Billige Lebensmittel unter Beschuss

Das war jedoch nicht die Linie, die die Regierung verfolgte, als sie unmittelbar nach der Machtübernahme eine bewusste wirtschaftliche Kontraktion im Land durchsetzte. Neben einem Einbruch des realen BIP um 30 Prozent in nur einem Jahr und der Übergabe der Kontrolle über die Finanzpolitik an IWF-Beamte in Ägypten begann die PTI-Regierung einen Angriff auf billige Lebensmittel im Land.

Im Dezember 2018, nur Monate nach ihrer Machtübernahme, kündigte die PTI-Regierung einen Plan zur Schließung von 1.000 sogenannter “Utility Stores” [staatliche Lebensmittelgeschäfte] im ganzen Land an. Insbesonders diese Attacke auf die Utility Stores zeigt, warum der Staat nicht in der Lage ist, inmitten des COVID-19 Lockdowns einzugreifen und die am stärksten verarmten Mitglieder der Gesellschaft mit Lebensmitteln zu versorgen. Die in den frühen 1970er Jahren gegründeten Utility Stores spielten eine entscheidende Rolle bei der Aufrechterhaltung einer billigen Lebensmittelversorgung der wachsenden Bevölkerung des Landes inmitten der Massenvertreibung auf dem Land nach der Grünen Revolution. Seit der Ankündigung der Schließung der Utility Stores kämpfen ihre Mitarbeiter ums Überleben. Während der Minister für Planung, Asad Umar, Möglichkeiten für die Öffentlichkeit ankündigte, Online-Lieferungen von Utility Stores zu bestellen, streikten am 24. April alle Utility Stores im ganzen Land trotz des Lockdowns, um ihren Kampf für nicht-gezahlte Löhne und billige Lebensmittel für die ärmsten Bürger*innen Pakistans fortzusetzen.

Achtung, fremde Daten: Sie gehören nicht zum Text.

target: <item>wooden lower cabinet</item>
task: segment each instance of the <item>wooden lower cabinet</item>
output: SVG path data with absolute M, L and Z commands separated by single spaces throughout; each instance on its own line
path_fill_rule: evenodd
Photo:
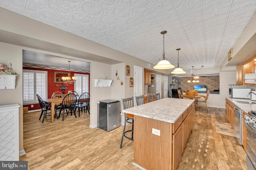
M 176 169 L 182 154 L 183 131 L 182 125 L 172 135 L 172 169 Z

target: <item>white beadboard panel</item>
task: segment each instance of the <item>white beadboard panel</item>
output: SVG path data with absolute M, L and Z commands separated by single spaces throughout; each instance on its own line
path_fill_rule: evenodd
M 255 0 L 3 0 L 0 6 L 156 64 L 219 67 L 256 10 Z
M 19 107 L 0 106 L 0 160 L 19 160 Z

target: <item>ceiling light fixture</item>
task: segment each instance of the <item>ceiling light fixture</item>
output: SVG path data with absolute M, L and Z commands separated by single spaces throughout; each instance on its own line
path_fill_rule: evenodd
M 179 62 L 179 51 L 180 49 L 177 49 L 176 50 L 178 51 L 178 66 L 176 67 L 176 68 L 172 71 L 171 73 L 174 74 L 185 74 L 186 72 L 184 71 L 182 68 L 182 67 L 180 67 Z
M 159 59 L 159 62 L 156 64 L 156 65 L 154 66 L 153 67 L 154 69 L 170 69 L 174 68 L 174 66 L 171 64 L 169 61 L 167 60 L 167 59 L 165 58 L 164 56 L 165 53 L 165 51 L 164 51 L 164 34 L 166 34 L 167 31 L 163 31 L 160 33 L 163 35 L 163 58 L 161 59 Z
M 63 82 L 66 84 L 73 84 L 76 80 L 76 77 L 75 76 L 70 78 L 70 61 L 68 61 L 68 77 L 62 77 L 61 79 L 63 80 Z

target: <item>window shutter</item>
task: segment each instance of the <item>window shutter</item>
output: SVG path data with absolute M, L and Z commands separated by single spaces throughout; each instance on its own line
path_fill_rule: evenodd
M 34 100 L 34 72 L 23 72 L 23 101 Z
M 46 98 L 46 74 L 36 73 L 36 94 L 42 99 Z

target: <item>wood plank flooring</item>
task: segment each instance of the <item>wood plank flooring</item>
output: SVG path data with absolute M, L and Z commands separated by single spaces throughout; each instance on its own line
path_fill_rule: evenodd
M 234 137 L 216 133 L 214 121 L 228 122 L 224 109 L 201 107 L 178 169 L 246 170 L 246 153 Z M 64 121 L 43 123 L 40 112 L 23 115 L 24 149 L 20 160 L 29 169 L 137 170 L 133 161 L 133 143 L 124 139 L 119 147 L 122 126 L 107 132 L 89 127 L 90 115 L 76 119 L 65 115 Z

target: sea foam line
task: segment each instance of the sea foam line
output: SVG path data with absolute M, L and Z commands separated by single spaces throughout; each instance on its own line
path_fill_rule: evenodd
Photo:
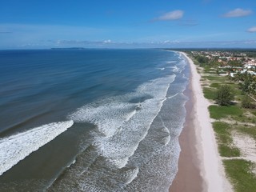
M 0 175 L 32 152 L 71 127 L 74 122 L 53 122 L 0 139 Z

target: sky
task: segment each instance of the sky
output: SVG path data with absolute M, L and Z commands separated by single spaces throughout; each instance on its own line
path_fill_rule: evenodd
M 255 0 L 8 0 L 0 49 L 256 48 Z

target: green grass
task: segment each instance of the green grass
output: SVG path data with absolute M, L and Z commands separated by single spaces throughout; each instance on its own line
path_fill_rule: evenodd
M 214 119 L 221 119 L 228 116 L 242 117 L 242 110 L 237 106 L 210 106 L 209 111 L 210 118 Z
M 202 90 L 203 95 L 207 99 L 215 99 L 216 97 L 216 91 L 214 89 L 209 88 L 209 87 L 204 87 Z
M 210 81 L 216 81 L 218 82 L 225 82 L 226 78 L 220 76 L 203 76 L 202 78 L 206 78 Z
M 255 165 L 242 159 L 224 160 L 223 163 L 236 192 L 256 191 L 256 176 L 251 172 Z
M 238 126 L 236 130 L 241 133 L 250 135 L 256 140 L 256 126 Z
M 213 123 L 217 134 L 218 151 L 222 157 L 239 157 L 240 150 L 232 146 L 233 139 L 230 135 L 231 127 L 226 122 L 215 122 Z
M 214 87 L 214 88 L 218 88 L 218 87 L 220 87 L 220 86 L 221 86 L 221 84 L 217 83 L 217 82 L 214 82 L 210 85 L 210 87 Z

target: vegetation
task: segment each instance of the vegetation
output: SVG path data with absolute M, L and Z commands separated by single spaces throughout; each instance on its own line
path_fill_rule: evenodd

Im nächsten Finanzjahr ließ die Regierung zu, dass der Verbraucherpreis für Weizen zu steigen begann, was in den hohen Weizen- und Zuckerpreisen vom Januar seinen Höhepunkt fand. Monatelange Profitmacherei mit lebenswichtigen Gütern gipfelte in einem überraschend offenen Untersuchungsbericht der “Federal Investigation Agency”, in dem festgestellt wurde, dass hochrangige Regierungsbeamte Nutznießer der Preismanipulation waren. Unter den Genannten sind der Minister für Ernährungssicherheit, Khusro Bakhtiar, der Leiter des landwirtschaftlichen Notfallausschusses des Premierministers, Jehangir Tareen, und das Mitglied der Regierungskoalition, Moonis Elahi. Die genannten agroindustriellen Kapitalisten, die die Agrarverarbeitung und -lagerung zum Nachteil der Weizen- und Zuckerrohrbäuer*innen kontrollieren, konnten so durch Lobbyarbeit für eine Subventionierung der Zucker- und Weizenexporte profitieren. Gleichzeitig bereichterten sie sich mit den daraus resultierenden hohen Inlandspreisen für verarbeiteten Zucker und Weizen, indem sie eine künstliche Knappheit dieser lebenswichtigen Nahrungsmitteln im ganzen Land schufen. Der Bericht bestätigt, dass die Weizenpreise in die Höhe schnellten, obwohl 21 Millionen Tonnen Weizen eingelagert waren.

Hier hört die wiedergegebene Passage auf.